Optimal Dredge Fleet Scheduling Tool from MarTREC

Business & Finance

The U.S. Army Corps of Engineers (USACE) annually dredges hundreds of navigation projects through its fleet of government dredges and individual contracts with private industry.

Building on previous research with the USACE, the Maritime Transportation Research and Education Center (MarTREC) developed and implemented a scheduling optimization decision support tool that provides comprehensive sensitivity analysis regarding the impact of travel distance, idle time, varying dredge job sizes, available dredge equipment and the size of environmental windows.

Further, MarTREC has expanded the decision tool to allow for multiple dredge resources to work on a single job and/or in non-consecutive intervals, and for environmental windows to be enforced in a dredge-specific fashion.

MarTREC built a tool that suggested solutions for USACE’s decision of allocating dredge resources to projects system-wide under necessary constraints that included several factors:

1) environmental restrictions concerning when dredging can take place due to migration patterns of turtles, birds, fish and other wildlife;

2) dredge equipment resource availability;

3) varying equipment productivity rates that affect project completion times.

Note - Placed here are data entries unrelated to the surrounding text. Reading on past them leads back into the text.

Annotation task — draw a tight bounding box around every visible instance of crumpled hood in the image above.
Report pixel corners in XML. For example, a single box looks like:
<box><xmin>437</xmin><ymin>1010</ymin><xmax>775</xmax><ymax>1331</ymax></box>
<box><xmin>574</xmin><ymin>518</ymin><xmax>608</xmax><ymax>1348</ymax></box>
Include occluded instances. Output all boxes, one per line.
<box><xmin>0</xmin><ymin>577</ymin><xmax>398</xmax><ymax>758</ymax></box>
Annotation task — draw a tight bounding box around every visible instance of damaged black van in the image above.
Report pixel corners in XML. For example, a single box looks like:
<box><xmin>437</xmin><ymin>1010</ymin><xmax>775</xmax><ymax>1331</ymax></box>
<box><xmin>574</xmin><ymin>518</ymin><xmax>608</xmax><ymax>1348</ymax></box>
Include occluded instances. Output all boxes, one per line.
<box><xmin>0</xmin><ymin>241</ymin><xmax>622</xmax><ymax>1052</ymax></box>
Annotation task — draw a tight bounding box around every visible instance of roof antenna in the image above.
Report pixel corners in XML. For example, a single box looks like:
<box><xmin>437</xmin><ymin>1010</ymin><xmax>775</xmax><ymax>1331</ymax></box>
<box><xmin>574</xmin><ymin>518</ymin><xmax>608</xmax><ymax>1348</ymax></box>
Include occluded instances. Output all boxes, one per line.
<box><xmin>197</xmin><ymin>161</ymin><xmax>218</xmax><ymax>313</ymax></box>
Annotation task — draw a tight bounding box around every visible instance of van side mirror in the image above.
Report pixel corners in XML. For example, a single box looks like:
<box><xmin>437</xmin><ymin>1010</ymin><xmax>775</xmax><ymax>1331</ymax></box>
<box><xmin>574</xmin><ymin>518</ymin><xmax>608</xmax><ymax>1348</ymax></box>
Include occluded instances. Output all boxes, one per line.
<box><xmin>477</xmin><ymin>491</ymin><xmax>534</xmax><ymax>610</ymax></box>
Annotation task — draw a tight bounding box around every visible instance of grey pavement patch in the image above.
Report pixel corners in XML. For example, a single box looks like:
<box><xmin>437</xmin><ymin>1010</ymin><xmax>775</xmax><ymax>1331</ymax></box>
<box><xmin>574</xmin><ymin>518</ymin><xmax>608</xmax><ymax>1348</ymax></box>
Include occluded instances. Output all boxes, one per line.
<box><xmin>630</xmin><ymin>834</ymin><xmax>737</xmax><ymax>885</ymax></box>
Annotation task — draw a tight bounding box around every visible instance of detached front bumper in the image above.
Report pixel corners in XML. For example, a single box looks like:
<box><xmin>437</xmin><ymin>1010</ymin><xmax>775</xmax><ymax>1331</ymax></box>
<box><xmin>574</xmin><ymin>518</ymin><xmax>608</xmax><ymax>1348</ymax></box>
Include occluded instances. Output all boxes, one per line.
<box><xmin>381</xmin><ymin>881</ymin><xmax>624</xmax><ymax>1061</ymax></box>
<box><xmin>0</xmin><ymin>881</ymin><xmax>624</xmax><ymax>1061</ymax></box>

The optimization work is part of USACE’s ongoing initiative to take a systems operation research approach to aid in their maritime transportation decision processes.

Image source: USACE
Image source: USACE

This work has offered a highly generalized dredge scheduling optimization framework for use by dredge planners. The work has already been transferred to USACE computing systems, and various versions of the developed model have been utilized in support of planning efforts on the West and East coast.

The results of the project show that partial dredging, dredge maintenance, modified mob/demob (mobilization and demobilization), costs/budgets, multiple dredges per job and multiple visits to jobs can all be allowed for in a constraint programming platform.

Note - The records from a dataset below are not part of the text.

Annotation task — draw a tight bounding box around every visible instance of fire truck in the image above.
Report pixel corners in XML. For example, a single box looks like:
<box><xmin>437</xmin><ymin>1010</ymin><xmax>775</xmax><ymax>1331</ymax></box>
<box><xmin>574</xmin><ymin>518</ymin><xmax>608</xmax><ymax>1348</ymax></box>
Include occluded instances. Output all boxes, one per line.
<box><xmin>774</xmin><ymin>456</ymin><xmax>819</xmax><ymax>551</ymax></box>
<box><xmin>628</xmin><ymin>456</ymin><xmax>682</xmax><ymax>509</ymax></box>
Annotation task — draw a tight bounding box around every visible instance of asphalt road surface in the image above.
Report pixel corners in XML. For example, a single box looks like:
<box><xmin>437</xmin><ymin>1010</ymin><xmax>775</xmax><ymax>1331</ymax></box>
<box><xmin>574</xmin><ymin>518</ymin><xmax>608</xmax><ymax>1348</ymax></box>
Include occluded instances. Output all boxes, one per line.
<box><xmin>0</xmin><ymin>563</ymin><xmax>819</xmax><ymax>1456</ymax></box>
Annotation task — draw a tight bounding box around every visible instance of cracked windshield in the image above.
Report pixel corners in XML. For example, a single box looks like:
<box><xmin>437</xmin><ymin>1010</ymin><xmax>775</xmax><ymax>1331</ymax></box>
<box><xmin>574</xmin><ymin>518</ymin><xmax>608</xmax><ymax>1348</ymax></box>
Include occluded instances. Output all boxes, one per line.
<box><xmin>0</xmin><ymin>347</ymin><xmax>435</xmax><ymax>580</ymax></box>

Using this platform, feasible solutions can be obtained to this complex model in a matter of minutes or hours. Evaluating the potential benefit on cubic yards dredged by considering each model enhancement suggests that these new flexibilities are significant for guiding practitioners to solutions (adding the discussed flexibilities to the models make a significant difference in the solutions obtained).

With a more flexible model and the potential for an increase in cubic yards dredged, comes a new set of computational challenges.

In addition to revealing how to model additional problem features, this project has revealed a number of new methodological challenges that need to be explored – increased solution space and more complex decision variable structure.